Tag Up
I have never been good at sports, particularly team sports. I have no natural, or acquired ability to throw, catch, or hit a ball. Classically, I throw like a girl, duck instead of catching and connect a swung stick of some variety with a ball on sufficiently few occasions as to have the event be notable on the evening news. Whether this general lack of ability is genetically based, or the result of being raised by parents more interested reading and puzzles than the pursuit of balls of varying shapes, sizes and colors is open to contemplation, but in fact it matters little. What matters is that physical education, as taught in American schools through the 60’s and 70’s was hellish. Well, generally hellish, but particularly hellish if one hadn’t a clue about the great American team sport trio: baseball, basketball and football.
So, there we were one sunny California spring afternoon, Mrs. Long’s fourth grade class playing baseball for P.E. Miracle of miracles, I got a base hit ( I believe the first and only I have ever gotten) and ran to first base, where I was called safe having beaten the ball by the skin of my teeth. Somehow, I end up on second, and the next hitter hits the ball way the heck over the heads of the fielders and I run for third, and then home. Whereupon, I show up at home plate ecstatic beyond belief. I had not been completely inept at a sport for the first time in my life. I showed those kids who always picked me last. Meanwhile, Mrs. Long is yelling at me, “Tag up, tag up!” Well, what the hell does that mean? I have no idea. I say to Mrs. Long, “What do you mean?” She again responds, “Tag up, tag up.” Looking back, clearly “What we have here is a failure to communicate.” I have no clue at all. So while I kind of look around in a daze, she calls me out, and I am the goat instead of the hero.
All these many years later, after the discovery of sports that I enjoyed including dance, skiing, sailing, shooting, archery, and riding, mind you all individual rather than team sports, and ones that rely on something other than the ability to throw, catch or hit, after all those years of varied successes and the assuaging of my wounded fourth grade ego, it still irked me. What had Mrs. Long meant by the mysterious invective “Tag up”?

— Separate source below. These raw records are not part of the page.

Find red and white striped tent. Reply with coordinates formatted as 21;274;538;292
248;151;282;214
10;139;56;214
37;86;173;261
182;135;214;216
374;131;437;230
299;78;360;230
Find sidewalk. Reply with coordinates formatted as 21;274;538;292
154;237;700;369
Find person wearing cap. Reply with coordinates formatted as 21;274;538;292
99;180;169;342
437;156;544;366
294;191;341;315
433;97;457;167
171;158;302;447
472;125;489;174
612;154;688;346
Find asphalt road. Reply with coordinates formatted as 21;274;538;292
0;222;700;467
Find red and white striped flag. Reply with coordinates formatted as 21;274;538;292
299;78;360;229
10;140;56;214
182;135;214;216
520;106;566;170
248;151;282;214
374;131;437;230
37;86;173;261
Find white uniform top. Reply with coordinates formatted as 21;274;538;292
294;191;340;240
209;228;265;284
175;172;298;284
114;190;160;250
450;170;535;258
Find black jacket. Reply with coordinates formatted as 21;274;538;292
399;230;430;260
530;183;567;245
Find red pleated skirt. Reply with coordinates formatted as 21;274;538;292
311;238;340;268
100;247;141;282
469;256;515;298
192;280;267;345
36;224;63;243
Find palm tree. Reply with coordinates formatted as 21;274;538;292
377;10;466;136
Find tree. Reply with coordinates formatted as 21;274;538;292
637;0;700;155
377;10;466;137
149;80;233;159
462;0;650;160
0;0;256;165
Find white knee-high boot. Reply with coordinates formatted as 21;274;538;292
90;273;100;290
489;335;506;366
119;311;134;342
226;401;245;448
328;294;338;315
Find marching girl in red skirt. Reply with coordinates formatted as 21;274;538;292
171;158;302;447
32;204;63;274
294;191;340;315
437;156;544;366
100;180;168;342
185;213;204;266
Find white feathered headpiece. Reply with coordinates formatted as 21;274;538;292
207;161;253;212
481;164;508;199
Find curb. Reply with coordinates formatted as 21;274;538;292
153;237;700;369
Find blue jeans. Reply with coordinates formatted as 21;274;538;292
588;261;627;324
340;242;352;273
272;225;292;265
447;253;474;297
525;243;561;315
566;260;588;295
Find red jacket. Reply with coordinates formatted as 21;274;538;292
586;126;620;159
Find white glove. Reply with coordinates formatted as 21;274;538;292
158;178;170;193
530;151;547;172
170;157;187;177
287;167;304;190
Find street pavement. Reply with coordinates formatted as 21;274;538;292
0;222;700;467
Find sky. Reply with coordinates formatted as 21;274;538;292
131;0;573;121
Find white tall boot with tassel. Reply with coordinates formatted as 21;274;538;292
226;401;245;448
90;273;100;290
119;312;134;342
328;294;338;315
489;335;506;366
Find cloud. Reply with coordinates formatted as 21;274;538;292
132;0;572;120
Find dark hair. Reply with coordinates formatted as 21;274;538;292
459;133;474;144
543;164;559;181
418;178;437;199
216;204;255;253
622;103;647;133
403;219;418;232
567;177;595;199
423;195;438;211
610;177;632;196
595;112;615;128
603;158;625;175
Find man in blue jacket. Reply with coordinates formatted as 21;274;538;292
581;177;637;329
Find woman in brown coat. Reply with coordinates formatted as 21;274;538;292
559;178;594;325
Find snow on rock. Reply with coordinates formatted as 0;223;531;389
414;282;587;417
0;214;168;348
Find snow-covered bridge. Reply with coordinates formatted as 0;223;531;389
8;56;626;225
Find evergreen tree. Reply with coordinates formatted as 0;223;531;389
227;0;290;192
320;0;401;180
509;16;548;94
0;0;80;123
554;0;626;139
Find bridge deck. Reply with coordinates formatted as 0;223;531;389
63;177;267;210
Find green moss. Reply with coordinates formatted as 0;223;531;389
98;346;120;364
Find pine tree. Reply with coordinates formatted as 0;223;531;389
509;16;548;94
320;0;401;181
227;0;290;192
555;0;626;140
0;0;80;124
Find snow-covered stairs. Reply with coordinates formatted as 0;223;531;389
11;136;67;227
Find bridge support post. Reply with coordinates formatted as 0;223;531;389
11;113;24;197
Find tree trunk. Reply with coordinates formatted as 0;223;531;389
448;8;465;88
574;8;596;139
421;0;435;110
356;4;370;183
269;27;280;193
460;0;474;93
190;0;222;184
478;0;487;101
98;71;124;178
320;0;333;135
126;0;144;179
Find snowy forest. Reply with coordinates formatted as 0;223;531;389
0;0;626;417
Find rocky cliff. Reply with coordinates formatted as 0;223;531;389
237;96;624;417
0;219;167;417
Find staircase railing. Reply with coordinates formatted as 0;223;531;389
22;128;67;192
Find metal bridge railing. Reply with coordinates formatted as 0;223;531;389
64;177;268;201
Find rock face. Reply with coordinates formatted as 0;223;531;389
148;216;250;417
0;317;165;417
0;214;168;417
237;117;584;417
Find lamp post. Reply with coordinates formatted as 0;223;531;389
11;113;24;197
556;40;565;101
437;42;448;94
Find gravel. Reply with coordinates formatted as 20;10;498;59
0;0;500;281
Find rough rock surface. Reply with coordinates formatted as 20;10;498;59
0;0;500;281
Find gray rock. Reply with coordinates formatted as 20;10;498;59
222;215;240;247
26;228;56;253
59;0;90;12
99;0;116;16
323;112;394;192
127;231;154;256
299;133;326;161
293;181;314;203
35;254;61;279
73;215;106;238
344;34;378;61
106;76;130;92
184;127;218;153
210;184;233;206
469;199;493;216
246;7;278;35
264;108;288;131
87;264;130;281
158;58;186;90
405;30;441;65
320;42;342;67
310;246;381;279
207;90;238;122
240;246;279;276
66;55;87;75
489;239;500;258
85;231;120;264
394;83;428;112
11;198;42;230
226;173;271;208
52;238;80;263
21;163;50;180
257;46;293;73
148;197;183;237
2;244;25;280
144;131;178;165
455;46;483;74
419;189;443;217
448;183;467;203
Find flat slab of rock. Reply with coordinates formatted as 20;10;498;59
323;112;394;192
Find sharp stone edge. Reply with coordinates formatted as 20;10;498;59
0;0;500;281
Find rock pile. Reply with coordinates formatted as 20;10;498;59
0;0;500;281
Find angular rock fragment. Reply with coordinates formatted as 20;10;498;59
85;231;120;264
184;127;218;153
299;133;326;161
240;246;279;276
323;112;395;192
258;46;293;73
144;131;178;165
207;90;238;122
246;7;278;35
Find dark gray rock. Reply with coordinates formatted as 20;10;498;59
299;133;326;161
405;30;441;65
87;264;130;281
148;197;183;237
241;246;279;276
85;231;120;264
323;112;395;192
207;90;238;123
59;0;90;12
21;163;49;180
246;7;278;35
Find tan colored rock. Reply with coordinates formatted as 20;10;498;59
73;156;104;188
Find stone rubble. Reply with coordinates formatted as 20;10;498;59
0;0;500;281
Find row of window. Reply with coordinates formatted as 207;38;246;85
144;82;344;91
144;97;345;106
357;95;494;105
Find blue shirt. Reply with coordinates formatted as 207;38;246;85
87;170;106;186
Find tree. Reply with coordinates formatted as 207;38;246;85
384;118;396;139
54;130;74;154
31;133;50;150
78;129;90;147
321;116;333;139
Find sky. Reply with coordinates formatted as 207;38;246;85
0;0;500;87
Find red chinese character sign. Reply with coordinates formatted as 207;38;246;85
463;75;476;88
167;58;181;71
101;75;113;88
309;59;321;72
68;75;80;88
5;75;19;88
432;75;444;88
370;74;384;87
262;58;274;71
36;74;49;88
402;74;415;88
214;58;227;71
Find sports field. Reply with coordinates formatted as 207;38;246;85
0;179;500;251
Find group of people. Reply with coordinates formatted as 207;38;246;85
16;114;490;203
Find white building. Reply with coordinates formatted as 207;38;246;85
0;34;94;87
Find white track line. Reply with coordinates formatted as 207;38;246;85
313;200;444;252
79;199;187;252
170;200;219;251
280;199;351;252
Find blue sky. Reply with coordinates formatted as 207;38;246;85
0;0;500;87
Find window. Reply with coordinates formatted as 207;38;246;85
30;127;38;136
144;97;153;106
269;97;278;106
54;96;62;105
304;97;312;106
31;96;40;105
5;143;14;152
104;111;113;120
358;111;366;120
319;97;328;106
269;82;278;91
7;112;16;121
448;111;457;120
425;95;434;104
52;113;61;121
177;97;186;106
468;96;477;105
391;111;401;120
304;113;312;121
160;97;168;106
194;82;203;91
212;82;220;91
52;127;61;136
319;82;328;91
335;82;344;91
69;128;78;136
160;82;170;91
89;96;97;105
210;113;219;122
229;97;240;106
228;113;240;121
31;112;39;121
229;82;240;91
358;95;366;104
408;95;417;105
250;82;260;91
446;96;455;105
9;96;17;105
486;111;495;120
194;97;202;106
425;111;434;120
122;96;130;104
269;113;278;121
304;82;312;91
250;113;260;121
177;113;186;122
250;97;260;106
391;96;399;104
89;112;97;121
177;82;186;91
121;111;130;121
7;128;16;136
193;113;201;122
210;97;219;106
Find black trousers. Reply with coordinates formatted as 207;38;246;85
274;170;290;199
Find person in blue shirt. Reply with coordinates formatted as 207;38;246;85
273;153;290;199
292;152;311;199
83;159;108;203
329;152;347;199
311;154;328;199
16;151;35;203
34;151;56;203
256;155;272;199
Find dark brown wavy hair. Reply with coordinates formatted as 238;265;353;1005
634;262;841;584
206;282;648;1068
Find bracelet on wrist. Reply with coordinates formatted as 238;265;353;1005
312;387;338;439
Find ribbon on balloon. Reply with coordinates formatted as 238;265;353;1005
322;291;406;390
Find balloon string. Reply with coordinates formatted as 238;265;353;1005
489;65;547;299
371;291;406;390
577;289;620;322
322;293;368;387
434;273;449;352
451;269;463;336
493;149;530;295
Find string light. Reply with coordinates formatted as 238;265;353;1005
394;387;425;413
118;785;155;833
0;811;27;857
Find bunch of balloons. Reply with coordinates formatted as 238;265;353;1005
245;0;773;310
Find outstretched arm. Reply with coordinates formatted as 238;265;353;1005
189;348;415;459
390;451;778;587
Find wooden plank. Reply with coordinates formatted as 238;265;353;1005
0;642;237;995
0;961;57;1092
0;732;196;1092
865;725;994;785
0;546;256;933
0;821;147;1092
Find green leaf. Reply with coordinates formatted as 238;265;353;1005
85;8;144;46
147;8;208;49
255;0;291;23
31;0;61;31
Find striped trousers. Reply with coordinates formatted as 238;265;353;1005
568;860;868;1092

Recently, while watching the Detroit Tigers lose their first playoff game to the New York Yankees, the tag up issue came to mind again. At long last, thanks to google and to wikipedia, I had an answer. Tag up addresses a runner to remaining on base, or retouching the base they are on until after the ball either lands in fair territory, or is touched by a fielder. If I had lead off from the base, I was required to retouch it after the ball was touched, or on the ground in fair territory before running for the next base. Mrs. Long has appropriately called me out. At last, I knew the answer.
After all this time, does that bring me some form of closure, some peace of mind. Hell no!! What kind of teacher can’t be bothered to explain the rules of the game? What kind of teacher just assumes we are all slavish devotees to the great American past time? Well, as any of my equally out of step compatriots could tell you, most American teachers of the 60’s and 70’s.
Who knows, maybe I just wasn’t listening when she explained the intricacies of the game.